I leave next week on assignments to Vanuatu, then the Cook Islands which will pretty much take me up to the Christmas break.
As you might imagine, I’m looking forward to photographing both destinations again – particularly having spent the past few weeks in the studio processing images for three new coffee table books we’re publishing (previous post), and adding to our commercial photo library at www.davidkirklandphotography.com.
I’d have to say, there are few pleasures in going back and scouring through my archive of, literally, tens of thousands of raw images from previous assignments – to find the ocassional photograph that may have potential for the projects we’re working on.

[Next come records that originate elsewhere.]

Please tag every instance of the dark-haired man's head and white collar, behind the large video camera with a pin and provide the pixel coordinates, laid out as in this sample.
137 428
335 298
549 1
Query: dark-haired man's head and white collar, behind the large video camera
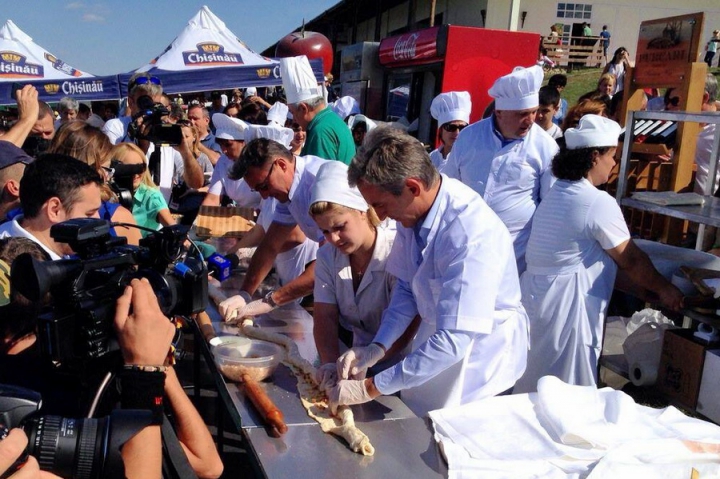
54 188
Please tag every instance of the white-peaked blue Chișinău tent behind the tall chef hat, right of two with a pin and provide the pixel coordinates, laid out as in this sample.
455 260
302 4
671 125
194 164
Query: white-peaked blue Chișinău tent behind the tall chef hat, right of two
206 55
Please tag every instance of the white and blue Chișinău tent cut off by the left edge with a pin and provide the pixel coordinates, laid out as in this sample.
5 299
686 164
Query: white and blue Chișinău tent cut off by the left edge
23 61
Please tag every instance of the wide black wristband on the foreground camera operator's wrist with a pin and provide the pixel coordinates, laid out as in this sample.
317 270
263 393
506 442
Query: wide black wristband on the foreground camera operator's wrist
143 389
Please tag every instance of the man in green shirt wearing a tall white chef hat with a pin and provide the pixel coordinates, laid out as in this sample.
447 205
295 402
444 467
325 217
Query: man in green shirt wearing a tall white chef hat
327 135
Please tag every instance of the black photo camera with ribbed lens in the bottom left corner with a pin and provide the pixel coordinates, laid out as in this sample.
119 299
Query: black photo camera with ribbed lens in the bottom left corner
82 448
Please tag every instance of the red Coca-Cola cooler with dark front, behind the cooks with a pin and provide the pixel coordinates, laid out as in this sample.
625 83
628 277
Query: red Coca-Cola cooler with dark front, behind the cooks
420 65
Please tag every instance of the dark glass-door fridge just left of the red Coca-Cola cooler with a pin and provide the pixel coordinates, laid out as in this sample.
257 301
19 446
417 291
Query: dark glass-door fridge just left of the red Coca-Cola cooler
361 77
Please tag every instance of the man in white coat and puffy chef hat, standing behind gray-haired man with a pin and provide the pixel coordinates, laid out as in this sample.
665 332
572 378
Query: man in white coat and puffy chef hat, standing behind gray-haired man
506 158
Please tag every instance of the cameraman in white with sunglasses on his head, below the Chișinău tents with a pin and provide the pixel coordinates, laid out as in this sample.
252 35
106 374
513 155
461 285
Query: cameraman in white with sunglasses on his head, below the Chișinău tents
176 163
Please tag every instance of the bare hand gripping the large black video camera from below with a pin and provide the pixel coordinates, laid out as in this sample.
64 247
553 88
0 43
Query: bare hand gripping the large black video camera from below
146 334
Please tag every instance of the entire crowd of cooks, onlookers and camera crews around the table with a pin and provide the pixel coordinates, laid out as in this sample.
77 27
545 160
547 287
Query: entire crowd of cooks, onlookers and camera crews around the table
453 275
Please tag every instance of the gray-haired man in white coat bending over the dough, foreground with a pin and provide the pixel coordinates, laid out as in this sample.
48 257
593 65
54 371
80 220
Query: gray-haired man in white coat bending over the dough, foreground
455 267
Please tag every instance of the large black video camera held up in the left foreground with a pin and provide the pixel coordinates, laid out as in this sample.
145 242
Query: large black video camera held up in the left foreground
78 325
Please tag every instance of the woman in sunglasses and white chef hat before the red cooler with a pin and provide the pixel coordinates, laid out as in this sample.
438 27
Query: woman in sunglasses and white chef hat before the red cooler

As a professional tourism photographer, my priority is to provide my clients with the best selection of photographs from the assignment, matched to their Shot List – which I do. But it needs to be done efficiently as the client tends to want them as soon as possible, and – from a business perspective – there’s a limit to how long I can spend selecting and working on the best images before handing them over and heading off on the next assignment.
So, having returned to the archives with a bit more time and a perspective that can only come with distance, I’m happy to say there has been some gems to be found. Of course, the raw images still need to be processed then captioned and meta-tagged (joy) before uploading but I’ve managed to take some comfort knowing that photographs like these two (above and below) from an earlier PNG assignment will get to see the light of day and that someone else might come to value them as much as I do.
Anyway, time for a change of pace ….and an appointment with the best Kava in the South Pacific (a controversial statement indeed….though I’m sure Alcina will agree).
Below: For your interest, this is the difference between the raw file and a finished photograph, as well as a summary of the post-production process I went through.
Workflow: Import folder of raw files into Lightroom (probably 300 images altogether) to select the image. Increase exposure and contrast, tinker with whites, tweak vibration and saturation, straighten horizon, crop to suit, vignette, and export to desktop. Then import the file to Photoshop, check for minor imperfections and clone if necessary, adjust curves, sharpen image, dodge and burn to enhance features (ie whiten feathers), layer photo to add “punch”, title the picture, export it to desktop as both 300 dpi RGB Tiff file and 300 dpi J-peg level 12 file. Store Tiff on hard drive as back-up and upload J-peg to www.davidkirklandphotography.com. Then caption and meta tag the picture (which, as you can see from our library, has been the least of my priorities)….And yes, this is what’s involved in processing every photograph that makes the final cut.